Chat GPT non fa eccezione. Tuttavia, la privacy policy di OpenAI non è di grande aiuto, infatti, non è in grado di farci comprendere con precisione quale sia il destino dei nostri dati personali. Lo stesso Garante per la Protezione dei Dati Personali sostiene che “neppure a leggere la stringata informativa sulla privacy messa a disposizione degli utenti, [si è in grado di comprendere] cosa i “padroni” del robot facciano dei dati personali, talvolta personalissimi, particolari secondo le previsioni del Regolamento (UE) 2016/679 (“GDPR”), raccolti.”
Trasferimento di dati personali verso gli USA
A completamento del quadro delineato poc’anzi, è necessario sottolineare come OpenAI, L.L.C. sia una società statunitense e che, pertanto, i dati personali forniti dagli utenti valicano i confini europei raggiungendo gli Stati Uniti.

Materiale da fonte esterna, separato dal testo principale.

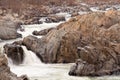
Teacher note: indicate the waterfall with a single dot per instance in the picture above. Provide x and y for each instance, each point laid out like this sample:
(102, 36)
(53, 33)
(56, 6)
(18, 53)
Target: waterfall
(30, 57)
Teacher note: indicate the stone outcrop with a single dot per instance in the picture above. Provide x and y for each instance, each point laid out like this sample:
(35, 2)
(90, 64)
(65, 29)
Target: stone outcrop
(8, 29)
(15, 52)
(94, 38)
(42, 32)
(54, 18)
(5, 73)
(61, 45)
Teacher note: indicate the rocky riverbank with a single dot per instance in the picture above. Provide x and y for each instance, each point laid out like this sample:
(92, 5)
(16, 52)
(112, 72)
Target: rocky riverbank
(5, 73)
(92, 39)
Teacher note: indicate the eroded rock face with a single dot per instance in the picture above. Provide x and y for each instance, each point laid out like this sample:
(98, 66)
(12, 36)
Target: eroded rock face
(5, 73)
(15, 52)
(8, 30)
(63, 43)
(54, 18)
(42, 32)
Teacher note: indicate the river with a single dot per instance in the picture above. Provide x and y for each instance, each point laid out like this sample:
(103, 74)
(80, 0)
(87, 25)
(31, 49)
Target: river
(36, 70)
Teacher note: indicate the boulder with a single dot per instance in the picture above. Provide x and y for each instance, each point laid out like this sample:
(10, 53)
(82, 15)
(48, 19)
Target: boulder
(54, 18)
(15, 52)
(8, 30)
(62, 44)
(42, 32)
(74, 14)
(5, 73)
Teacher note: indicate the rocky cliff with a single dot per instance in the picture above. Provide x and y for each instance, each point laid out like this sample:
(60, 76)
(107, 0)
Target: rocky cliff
(5, 73)
(94, 38)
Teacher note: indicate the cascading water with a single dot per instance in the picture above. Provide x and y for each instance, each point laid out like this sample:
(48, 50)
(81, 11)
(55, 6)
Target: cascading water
(30, 57)
(35, 69)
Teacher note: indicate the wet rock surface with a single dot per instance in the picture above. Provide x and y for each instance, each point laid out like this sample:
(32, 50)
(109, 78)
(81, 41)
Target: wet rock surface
(43, 32)
(94, 38)
(15, 52)
(8, 29)
(5, 73)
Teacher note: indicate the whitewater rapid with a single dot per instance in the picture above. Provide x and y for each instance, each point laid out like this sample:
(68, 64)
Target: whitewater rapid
(35, 69)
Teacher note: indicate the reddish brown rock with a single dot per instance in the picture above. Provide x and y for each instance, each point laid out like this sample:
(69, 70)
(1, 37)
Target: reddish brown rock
(5, 73)
(42, 32)
(85, 37)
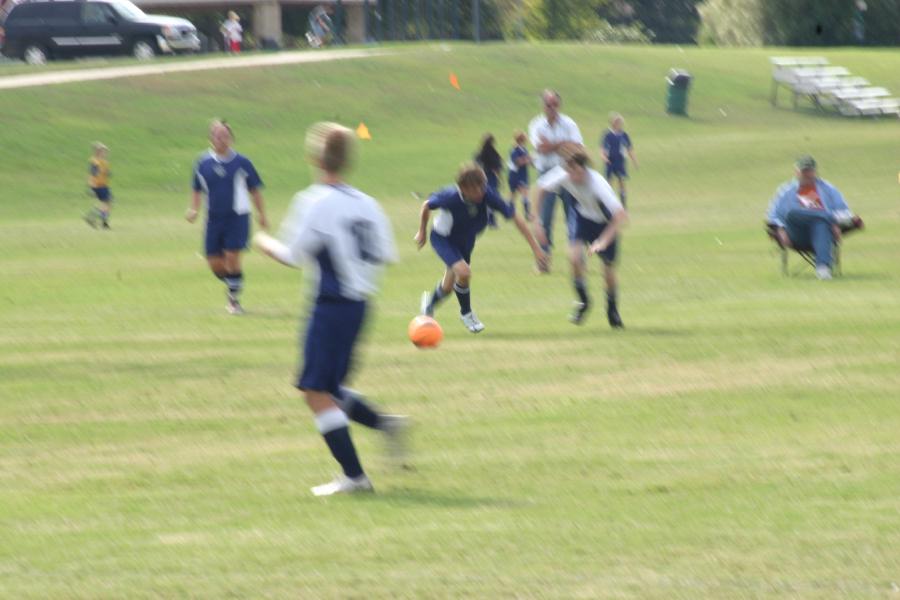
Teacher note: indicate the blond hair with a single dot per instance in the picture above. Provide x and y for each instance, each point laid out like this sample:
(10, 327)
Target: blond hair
(471, 175)
(330, 146)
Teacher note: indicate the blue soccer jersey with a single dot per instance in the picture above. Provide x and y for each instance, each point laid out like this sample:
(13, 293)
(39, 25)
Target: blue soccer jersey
(226, 182)
(518, 173)
(615, 143)
(461, 221)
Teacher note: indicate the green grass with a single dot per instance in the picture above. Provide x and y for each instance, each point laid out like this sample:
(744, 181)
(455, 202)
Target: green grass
(738, 440)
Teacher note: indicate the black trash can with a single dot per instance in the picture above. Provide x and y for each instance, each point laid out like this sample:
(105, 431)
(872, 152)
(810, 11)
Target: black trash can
(676, 97)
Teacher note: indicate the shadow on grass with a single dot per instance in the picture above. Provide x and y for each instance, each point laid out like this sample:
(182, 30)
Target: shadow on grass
(405, 496)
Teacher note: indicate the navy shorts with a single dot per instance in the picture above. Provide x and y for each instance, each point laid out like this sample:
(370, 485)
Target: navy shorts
(616, 168)
(328, 351)
(449, 252)
(229, 232)
(515, 182)
(103, 194)
(588, 231)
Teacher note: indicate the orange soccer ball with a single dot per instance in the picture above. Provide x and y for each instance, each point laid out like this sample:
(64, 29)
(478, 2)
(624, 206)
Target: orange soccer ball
(425, 332)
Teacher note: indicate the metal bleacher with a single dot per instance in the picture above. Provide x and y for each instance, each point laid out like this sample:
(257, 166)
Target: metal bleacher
(830, 87)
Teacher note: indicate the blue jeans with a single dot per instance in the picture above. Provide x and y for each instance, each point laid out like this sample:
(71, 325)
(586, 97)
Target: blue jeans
(548, 203)
(811, 230)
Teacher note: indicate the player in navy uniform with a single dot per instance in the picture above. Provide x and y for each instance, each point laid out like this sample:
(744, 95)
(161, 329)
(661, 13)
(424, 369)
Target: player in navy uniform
(519, 159)
(228, 180)
(598, 217)
(462, 216)
(613, 147)
(346, 237)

Il trasferimento di dati verso lo stato americano è stato dichiarato illecito, salvo particolari eccezioni, a seguito della celebre sentenza Schrems II, che ha invalidato il precedente accordo Privacy Shield. Per questo motivo Europa e Stati Uniti stanno negoziando un nuovo accordo, tuttavia la recente risoluzione del Parlamento Europeo conferma che la questione non è di facile ed immediata definizione. Nel frattempo rimangono i dubbi circa l’effettiva protezione dei dati personali coinvolti nel trasferimento extra UE.
Conclusioni
ChatGPT è un fenomeno che sta attirando l’interesse dell’opinione pubblica su scala globale. Dal punto di vista della protezione dei dati personali esso pone nuovi interrogativi, da un lato affascinanti, dall’altro inquietanti, incarnando perfettamente le due facce della stessa medaglia che caratterizzano lo sviluppo di un’IA. Al contempo l’esplosione di ChatGPT ha confermato la centralità della protezione dei dati personali ed il fortissimo legame che essa ha con lo sviluppo e l’affermazione delle nuove tecnologie. Vedremo se il GDPR, che tra poco “festeggerà” i 5 anni dalla sua applicabilità (25 maggio 2018), riuscirà ad affrontare con successo le fondamentali sfide che le nuove tecnologie gli impongono.